"Mich interessieren Bücher, die mehr Fragen stellen als Antworten geben"
Im Interview mit Thies Ibold, Herausgeber des Buches "A Warburg Workbook" über freies Arbeiten ohne Druck und ovale Spannungen in eckigen Räumen.
Lieber Thies, woher kam die Idee, ein Workbook über Aby Warburgs Ideen und das Warburg-Haus zu machen?
Seit 14 Jahren werde ich immer wieder im Warburg-Haus in Eppendorf als Fotograf gebucht. Ich habe dort Buchpräsentationen und Feierlichkeiten der Universität Hamburg fotografiert. Das Warburg-Haus gehört der Warburg-Stiftung und ist eine eigenständige Institution. Die Universität Hamburg nutzt das Haus aber viel für Tagungen, Kongresse und Feierlichkeiten.
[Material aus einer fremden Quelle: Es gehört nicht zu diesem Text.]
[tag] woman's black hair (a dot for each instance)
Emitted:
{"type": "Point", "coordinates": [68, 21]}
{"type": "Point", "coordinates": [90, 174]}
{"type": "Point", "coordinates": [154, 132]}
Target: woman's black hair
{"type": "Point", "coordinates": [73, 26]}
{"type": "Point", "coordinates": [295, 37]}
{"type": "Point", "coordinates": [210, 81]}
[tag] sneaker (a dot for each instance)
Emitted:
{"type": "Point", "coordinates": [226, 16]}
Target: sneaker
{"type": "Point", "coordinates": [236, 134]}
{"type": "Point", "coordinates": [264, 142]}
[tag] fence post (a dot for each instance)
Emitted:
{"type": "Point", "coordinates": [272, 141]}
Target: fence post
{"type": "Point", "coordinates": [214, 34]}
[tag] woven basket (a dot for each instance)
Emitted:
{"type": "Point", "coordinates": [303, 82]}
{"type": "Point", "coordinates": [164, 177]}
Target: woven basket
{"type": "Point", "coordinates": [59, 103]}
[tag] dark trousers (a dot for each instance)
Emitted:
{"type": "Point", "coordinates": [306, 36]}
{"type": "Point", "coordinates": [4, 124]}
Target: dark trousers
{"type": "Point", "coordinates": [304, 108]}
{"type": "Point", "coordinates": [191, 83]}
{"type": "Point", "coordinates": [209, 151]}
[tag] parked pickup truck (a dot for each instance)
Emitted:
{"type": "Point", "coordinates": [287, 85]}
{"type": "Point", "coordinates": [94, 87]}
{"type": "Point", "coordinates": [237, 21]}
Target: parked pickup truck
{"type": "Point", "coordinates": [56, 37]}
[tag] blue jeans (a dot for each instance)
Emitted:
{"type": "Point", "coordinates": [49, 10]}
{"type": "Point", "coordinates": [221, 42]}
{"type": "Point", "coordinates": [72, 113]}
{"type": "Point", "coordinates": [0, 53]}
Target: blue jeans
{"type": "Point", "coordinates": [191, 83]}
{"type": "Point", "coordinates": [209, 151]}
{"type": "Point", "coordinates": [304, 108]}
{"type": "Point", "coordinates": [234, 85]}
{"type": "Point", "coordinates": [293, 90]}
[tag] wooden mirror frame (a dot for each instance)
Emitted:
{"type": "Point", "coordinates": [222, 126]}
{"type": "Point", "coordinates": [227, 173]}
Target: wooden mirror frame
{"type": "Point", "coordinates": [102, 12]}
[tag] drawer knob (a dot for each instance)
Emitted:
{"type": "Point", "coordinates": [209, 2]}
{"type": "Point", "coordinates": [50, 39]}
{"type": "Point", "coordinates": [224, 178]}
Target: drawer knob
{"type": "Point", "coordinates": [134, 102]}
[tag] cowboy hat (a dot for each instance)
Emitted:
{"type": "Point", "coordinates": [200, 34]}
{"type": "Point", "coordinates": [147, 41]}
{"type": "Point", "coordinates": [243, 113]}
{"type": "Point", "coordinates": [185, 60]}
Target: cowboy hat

Das Alltägliche der Projektarbeit befriedigt einen begrenzt, weil man im Auftrag arbeitet und wenig Raum und Möglichkeiten hat, eigene Ideen umzusetzen. Nachdem ich das Team besser kennengelernt hatte, kam die Idee auf, eine freie Arbeit zu machen. Eine freie Arbeit ohne Druck, ohne zeitliche Begrenzung und finanzielles Limit, das war die Grundidee.
Kamen dann weitere Ideen dazu, während du an Projekten im Warburg-Haus gearbeitet hast?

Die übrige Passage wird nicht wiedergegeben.